Tech Week: Online Databases and Data Sharing
It’s Tech Week on the Blog and the Technology Committee has something special in store.…
This post is part of the May 2012 Technology Week, a quarterly topical discussion about technology and historical archaeology, presented by the SHA Technology Committee. This week’s topic examines the use and application of digital data in historical archaeology. Visit this link to view the other posts.
The Digital Archaeological Archive of Comparative Slavery (http://www.daacs.org/) provides standardized artifact, contextual, spatial, and image data from excavated sites of slavery throughout the early modern Atlantic World. Currently, DAACS is the largest archive, paper or digital, of standardized archaeological data related to slavery and slave societies. We have built it, with grant funds, generous data sharing, and intellectual input of more than 50 collaborating archaeologists and historians. For over ten years, these scholars and many others have contributed to DAACS’ overarching goal: to facilitate the comparative archaeological study of the spatial and temporal variation in slavery and the archaeological record by providing standardized archaeological data from multiple archaeological sites that were once homes to enslaved Africans.
DAACS strives to achieve this goal by giving researchers access to detailed standardized archaeological data in a format that allows the assemblages to be seamlessly compared quantitatively without any additional processing by the researcher. We do so by physically reanalyzing the assemblages, and their associated contexts, to the same classification and measurement protocols that were established with the help of the DAACS Steering Committee in 2000. This is the critical aspect of the DAACS program—providing the standardized data that are essential to any comparative archaeological study.
DAACS data are stored in a massive relational Structured Query Language (SQL) database and are delivered over the internet via the DAACS website. The website debuted in 2004 with complete data sets from 15 domestic slave sites in Virginia. They were made available then, as they are today, through an easy-to-use, point-and-click query interface. By the end of 2012, DAACS will contain complete archaeological datasets, including data on over 2 million artifacts, from sixty sites of slavery in Maryland, Virginia, South Carolina, Jamaica, Nevis, and St. Kitts.
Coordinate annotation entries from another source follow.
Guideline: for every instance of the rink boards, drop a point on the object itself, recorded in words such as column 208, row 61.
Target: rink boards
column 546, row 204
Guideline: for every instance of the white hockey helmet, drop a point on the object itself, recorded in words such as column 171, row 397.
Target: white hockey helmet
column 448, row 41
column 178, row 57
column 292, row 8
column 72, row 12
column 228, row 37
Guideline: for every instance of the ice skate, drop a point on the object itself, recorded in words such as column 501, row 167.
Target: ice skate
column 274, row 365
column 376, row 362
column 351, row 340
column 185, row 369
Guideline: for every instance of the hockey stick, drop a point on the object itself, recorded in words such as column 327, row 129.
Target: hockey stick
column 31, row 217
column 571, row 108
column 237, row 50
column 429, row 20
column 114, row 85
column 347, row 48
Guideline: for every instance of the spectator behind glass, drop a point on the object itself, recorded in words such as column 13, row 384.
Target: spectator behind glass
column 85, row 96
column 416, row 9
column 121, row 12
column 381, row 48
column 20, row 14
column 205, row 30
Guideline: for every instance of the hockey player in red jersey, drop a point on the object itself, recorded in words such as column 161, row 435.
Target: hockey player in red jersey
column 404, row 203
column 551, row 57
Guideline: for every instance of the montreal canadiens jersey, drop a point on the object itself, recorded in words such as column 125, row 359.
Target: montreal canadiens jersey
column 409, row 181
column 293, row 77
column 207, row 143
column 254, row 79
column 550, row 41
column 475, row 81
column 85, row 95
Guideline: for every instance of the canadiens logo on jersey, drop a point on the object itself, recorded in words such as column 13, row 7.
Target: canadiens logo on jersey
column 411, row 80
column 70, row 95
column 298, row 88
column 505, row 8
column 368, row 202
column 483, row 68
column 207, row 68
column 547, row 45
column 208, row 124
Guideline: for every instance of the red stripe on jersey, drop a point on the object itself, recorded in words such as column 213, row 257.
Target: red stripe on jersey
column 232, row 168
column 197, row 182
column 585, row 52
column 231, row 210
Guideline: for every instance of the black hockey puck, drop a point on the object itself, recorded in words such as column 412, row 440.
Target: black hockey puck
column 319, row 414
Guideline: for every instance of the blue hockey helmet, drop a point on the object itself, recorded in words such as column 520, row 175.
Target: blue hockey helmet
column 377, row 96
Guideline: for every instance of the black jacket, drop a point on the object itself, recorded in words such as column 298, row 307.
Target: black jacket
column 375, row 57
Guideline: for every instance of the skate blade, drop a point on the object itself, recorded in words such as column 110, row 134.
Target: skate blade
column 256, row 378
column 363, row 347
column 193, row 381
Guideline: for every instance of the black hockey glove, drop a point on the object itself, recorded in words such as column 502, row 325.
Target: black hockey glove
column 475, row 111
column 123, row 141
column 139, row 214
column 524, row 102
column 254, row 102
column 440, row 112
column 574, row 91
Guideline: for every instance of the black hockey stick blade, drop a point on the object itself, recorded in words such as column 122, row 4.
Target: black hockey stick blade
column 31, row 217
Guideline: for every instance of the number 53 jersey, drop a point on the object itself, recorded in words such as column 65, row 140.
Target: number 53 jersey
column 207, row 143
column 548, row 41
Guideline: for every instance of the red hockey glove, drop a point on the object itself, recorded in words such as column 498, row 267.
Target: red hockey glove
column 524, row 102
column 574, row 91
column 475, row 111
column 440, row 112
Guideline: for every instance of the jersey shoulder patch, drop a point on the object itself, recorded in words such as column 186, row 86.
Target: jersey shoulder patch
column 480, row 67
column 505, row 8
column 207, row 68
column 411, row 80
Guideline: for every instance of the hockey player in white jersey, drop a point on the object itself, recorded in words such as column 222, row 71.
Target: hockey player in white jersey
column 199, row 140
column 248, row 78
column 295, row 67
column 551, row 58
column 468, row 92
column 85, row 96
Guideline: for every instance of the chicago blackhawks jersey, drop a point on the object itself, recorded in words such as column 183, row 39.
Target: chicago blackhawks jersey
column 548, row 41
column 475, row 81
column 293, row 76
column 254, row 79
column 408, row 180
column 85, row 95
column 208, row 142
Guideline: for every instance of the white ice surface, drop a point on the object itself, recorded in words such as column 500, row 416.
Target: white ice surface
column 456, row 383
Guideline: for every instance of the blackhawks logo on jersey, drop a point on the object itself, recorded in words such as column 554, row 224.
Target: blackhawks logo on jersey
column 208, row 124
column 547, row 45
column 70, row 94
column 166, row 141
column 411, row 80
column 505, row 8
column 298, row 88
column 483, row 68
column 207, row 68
During the past year, over 10,000 unique visitors have landed on the DAACS website. Many DAACS users go straight for the Archive’s meta-data: the section of the website that contains information on the DAACS data structures and authority terms, DAACS cataloging manuals and stylistic element guides, and research papers and posters. Others spend time browsing and reading through the archaeological sites pages, the text-heavy portion of the DAACS website that provides extensive background data on each site, site chronologies, access to images and maps, and bibliographies. We consider these pages essential to anyone using the archaeological data accessible through the DAACS Query Module.
Visitors often move from the background pages to the DAACS Query Module, which provides access to standardized data on hundreds-of-thousands of artifacts and archaeological contexts. The query interface masks a complex set of queries to the relational database that contains the raw archaeological data from all sites in the Archive. Queried data are returned and made available to users through the web browser and through downloadable ASCII files that can easily be imported into the user’s favorite statistical package.
DAACS is explicitly and clearly designed for large-scale comparative archaeological research. The website features—the Query Module, Archaeological Sites Pages, and corresponding meta-data—are critical to meeting the goals of the project.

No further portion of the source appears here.